BBGI Global Infrastructure (BBGI) has reported robust performance, both operationally and financially. Net cash generation in the period was strong and, after successfully fully repaying its revolving credit facility by 2023, there is no debt at the trust level.

The globally diversified portfolio of 56 high-quality, 100% availability-style infrastructure assets sits at the low-risk end of the sector. We think that this, along with its conservative financial management have been major contributors to the consistent and resilient performance that it has delivered since IPO.

BBGI’s steady, growing dividend record since it was launched in 2011 continues. The dividend growth shown in the full-year 2023 and full-year 2024 is testament to BBGI’s stable, predictable cash flows with high-quality, contracted inflation linkage of 0.5%, the benefit of which BBGI was able to pass on to shareholders. The dividend yield remains attractive, at about 6.3% for the full-year 2024 and a forecast 6.4% for the full year 2025.

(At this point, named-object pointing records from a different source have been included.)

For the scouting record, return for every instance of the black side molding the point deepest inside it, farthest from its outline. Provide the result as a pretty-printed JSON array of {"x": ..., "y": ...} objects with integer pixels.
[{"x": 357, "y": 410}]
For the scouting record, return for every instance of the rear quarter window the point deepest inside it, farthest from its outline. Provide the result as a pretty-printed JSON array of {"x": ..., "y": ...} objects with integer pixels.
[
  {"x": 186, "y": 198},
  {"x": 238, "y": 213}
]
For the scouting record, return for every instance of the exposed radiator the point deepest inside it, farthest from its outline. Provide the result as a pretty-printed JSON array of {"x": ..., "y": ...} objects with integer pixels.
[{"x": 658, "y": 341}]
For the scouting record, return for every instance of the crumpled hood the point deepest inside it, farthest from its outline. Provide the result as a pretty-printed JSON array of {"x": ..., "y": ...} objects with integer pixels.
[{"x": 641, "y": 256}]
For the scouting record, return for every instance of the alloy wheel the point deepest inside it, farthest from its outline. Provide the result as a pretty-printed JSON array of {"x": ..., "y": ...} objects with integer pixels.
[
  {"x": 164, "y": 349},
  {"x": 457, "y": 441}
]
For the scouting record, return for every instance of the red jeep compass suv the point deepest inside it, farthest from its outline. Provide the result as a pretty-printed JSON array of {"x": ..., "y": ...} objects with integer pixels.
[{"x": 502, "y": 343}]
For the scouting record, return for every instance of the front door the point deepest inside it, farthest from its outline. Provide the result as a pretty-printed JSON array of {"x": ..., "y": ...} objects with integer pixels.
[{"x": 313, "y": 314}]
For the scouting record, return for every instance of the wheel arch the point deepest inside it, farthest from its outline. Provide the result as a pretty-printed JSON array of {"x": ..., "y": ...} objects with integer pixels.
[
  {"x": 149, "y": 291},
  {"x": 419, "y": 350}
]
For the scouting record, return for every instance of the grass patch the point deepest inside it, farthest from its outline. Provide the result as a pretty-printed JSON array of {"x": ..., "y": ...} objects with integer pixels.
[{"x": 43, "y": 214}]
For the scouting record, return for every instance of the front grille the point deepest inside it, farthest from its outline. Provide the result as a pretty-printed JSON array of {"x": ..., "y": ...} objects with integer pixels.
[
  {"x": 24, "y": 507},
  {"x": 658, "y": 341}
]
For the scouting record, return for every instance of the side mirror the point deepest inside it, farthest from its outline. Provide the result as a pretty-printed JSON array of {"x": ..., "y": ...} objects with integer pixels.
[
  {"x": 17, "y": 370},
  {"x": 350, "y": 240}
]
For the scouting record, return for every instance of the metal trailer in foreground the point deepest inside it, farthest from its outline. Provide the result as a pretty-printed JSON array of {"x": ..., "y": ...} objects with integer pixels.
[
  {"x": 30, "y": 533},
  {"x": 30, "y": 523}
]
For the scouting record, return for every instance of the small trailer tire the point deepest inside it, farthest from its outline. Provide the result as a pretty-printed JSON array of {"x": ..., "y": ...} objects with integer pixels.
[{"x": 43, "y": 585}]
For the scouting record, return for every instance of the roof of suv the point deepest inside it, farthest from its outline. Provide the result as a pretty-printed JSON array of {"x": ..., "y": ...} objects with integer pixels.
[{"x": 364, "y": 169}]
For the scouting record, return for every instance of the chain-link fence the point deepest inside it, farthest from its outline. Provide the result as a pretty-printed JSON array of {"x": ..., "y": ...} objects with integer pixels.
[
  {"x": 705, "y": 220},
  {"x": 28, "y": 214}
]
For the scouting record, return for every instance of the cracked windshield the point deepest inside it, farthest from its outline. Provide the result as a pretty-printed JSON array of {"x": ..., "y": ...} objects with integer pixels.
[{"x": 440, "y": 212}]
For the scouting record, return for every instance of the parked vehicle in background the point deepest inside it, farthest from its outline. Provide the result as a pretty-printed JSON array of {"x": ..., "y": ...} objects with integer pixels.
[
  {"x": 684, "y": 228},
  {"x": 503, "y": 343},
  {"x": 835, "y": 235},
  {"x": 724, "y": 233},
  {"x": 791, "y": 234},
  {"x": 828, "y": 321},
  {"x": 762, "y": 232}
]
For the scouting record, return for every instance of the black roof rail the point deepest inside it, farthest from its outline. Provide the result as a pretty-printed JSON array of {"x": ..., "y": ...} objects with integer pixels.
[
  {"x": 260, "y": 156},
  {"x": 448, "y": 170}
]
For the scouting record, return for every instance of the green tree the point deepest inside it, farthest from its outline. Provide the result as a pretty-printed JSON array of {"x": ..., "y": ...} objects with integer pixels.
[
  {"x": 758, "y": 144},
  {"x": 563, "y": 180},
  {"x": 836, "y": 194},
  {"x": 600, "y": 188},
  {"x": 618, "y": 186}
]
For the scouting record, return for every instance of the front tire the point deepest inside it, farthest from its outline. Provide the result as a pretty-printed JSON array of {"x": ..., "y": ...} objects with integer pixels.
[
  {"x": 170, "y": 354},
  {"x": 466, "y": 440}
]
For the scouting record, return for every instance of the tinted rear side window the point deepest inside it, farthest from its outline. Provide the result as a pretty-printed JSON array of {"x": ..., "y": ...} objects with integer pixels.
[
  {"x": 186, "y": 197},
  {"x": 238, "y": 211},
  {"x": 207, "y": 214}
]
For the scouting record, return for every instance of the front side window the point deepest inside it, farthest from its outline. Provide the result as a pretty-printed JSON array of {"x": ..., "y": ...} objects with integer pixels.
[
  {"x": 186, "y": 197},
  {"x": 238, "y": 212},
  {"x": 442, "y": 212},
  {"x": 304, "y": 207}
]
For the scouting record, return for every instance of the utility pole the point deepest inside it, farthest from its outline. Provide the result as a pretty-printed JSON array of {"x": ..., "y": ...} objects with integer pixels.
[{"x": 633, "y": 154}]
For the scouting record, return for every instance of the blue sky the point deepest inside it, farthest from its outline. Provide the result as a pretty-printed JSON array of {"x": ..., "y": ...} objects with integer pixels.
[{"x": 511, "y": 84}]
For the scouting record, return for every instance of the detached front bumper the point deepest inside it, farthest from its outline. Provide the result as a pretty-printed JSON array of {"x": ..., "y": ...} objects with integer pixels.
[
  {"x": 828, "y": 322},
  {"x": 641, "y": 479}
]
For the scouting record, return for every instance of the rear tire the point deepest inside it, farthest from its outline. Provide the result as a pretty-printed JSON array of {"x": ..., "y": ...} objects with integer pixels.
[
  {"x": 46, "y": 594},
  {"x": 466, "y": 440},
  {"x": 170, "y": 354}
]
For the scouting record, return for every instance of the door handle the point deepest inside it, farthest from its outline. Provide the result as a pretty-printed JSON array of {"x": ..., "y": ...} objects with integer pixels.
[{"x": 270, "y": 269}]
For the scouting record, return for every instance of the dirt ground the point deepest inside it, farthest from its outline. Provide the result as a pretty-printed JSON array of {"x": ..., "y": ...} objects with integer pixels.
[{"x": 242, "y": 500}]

The results continue to show the benefit of being the only internally managed trust in the sector, with 100% of the board and 87% of BBGI employees owning shares, so the whole team is focused only on income growth and NAV growth, rather than growth in assets.

BBGI’s weighted average discount rate is 7.3%. In simple terms, deducting the OCF leaves shareholders with a prospective NAV IRR of 6.4%. However, if you include the current share price discount to NAV narrowing to zero, this translates to a prospective share price IRR of 7.6%. Prior to the increasing interest rate environment, BBGI’s share price traded at a premium to NAV.

The trust’s discount is one of the lowest in its peer group, but remains relatively wide at 9.7% compared to its five-year average premium of 12.8%. In our view, with bond yields having potentially plateaued, this could be an interesting moment to consider BBGI’s attractive prospective real returns.